No Verão de 1484, quando em Lisboa alastrava a doença contagiosa, a Rainha D. Leonor foi para Óbidos com o seu séquito de damas, cavaleiros, pagens, moças de câmara e demais acompanhamento que competia a sua comitiva. E diz a tradição que foi no dia 28 de agosto daquele ano, quando seguiu para a Batalha ao encontro de D. João II, onde ambos assis-tiram às exéquias por alma de D. Afonso, que D. Leonor terá de novo visto o triste espectáculo dos pobres andrajosos e outros doentes de frialdades a banharem-se nas Caldas, em condições tão desumanas que deveras a sensibilizaram. E por isso, terá formulado o voto de que o Senhor Deus lhe desse melhor vida, “os pobres de Jesus Cristo, seu filho, terão comodidade em suas curas”. A lenda arrastando-se de geração em geração, perde-se na história, mas nela se integra quando a verdade descobre e aquela vai muito mais longe do que mera confabulação.

D.ª Leonor mandou levantar logo ali um grande padrão de alvenaria, provavelmente para lhe não esquecer o lugar.
Logo no ano seguinte iniciou a construção de um Hospital para que todos ali se pudessem tratar com algum conforto.

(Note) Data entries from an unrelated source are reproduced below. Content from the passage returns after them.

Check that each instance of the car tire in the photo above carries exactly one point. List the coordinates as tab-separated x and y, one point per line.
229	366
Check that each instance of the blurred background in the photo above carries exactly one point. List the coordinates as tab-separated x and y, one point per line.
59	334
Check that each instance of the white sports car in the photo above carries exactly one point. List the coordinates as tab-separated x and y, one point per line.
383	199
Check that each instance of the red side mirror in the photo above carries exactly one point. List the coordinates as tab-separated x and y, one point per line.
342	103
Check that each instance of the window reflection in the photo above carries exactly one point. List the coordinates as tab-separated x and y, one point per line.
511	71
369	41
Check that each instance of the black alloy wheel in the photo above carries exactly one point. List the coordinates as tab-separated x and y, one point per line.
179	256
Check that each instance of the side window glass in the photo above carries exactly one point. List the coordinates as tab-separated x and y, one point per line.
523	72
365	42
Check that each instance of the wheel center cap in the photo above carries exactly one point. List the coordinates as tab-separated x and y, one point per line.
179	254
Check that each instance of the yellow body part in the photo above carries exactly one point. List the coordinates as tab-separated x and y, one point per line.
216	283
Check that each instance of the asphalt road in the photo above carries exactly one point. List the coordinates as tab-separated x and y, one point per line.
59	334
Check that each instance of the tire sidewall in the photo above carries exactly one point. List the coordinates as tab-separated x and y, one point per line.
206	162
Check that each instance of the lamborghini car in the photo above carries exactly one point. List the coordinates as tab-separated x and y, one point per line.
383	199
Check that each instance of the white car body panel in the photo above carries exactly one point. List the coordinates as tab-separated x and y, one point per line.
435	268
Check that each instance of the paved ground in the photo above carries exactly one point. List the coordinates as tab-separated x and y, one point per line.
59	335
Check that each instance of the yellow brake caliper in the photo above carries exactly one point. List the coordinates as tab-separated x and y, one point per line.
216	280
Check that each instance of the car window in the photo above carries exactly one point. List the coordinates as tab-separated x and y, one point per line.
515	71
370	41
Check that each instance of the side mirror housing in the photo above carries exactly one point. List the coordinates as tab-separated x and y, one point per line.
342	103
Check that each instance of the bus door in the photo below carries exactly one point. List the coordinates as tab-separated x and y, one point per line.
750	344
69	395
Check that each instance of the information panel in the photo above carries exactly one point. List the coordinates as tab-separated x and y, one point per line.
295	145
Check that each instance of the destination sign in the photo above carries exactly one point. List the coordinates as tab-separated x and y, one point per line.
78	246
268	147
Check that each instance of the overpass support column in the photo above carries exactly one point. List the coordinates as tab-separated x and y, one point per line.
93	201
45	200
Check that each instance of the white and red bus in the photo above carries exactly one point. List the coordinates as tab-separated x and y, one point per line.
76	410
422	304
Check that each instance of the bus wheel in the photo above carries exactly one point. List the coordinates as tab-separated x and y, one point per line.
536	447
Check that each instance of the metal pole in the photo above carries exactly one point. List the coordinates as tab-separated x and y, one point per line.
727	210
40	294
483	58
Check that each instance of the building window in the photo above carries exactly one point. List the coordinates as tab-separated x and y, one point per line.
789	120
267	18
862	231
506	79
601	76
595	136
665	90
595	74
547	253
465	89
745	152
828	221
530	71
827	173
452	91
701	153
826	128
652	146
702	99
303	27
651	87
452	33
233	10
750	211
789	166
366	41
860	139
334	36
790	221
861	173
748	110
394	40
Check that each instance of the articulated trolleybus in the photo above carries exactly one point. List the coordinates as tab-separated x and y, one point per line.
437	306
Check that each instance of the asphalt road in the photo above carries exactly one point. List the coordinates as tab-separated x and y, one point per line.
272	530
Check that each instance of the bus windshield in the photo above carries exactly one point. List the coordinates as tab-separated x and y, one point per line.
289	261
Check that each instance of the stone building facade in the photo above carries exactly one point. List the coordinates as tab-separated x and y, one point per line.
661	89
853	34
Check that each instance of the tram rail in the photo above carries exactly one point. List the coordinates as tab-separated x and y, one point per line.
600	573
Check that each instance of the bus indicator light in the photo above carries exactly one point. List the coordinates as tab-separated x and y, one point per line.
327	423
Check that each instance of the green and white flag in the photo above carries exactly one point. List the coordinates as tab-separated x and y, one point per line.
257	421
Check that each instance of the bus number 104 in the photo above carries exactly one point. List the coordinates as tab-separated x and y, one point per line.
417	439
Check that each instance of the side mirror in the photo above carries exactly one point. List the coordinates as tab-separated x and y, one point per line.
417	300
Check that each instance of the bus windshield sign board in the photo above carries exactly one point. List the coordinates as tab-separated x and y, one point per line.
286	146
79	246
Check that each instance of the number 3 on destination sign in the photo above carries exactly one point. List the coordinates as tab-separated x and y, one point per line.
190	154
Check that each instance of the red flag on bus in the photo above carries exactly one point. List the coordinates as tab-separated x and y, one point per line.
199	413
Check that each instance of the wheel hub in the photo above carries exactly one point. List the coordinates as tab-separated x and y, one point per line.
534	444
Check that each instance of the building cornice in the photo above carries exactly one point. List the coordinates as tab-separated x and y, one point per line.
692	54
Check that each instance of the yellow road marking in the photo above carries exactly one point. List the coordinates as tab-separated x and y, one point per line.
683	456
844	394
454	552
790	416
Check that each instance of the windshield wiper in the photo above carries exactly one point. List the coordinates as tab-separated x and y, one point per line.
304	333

A fundação das Caldas da Rainha ficou a dever-se a um acto profundamente cultural de uma Rainha - Rainha D.ª Leonor que escolheu esta região para o palco de desenvolvimento dos seus projectos, protegendo as artes e os artistas criando uma auréola que atravessou os séculos e que se mantém intacta nos dias de hoje. Em redor do Real Hospital das Caldas foi crescendo a povoação.A nova povoação passou a designar-se por vila, possivelmente a partir de 1488, e foi concelho desde 1511, por outorga e demarcação de D. Manuel a pedido de D.ª Leonor. Daí em diante verificou-se um rápido crescimento populacional, tornando-se Caldas da Rainha uma concorrida Estância Termal que atingiu o apogeu nos finais do séc. XIX, princípios do séc. XX.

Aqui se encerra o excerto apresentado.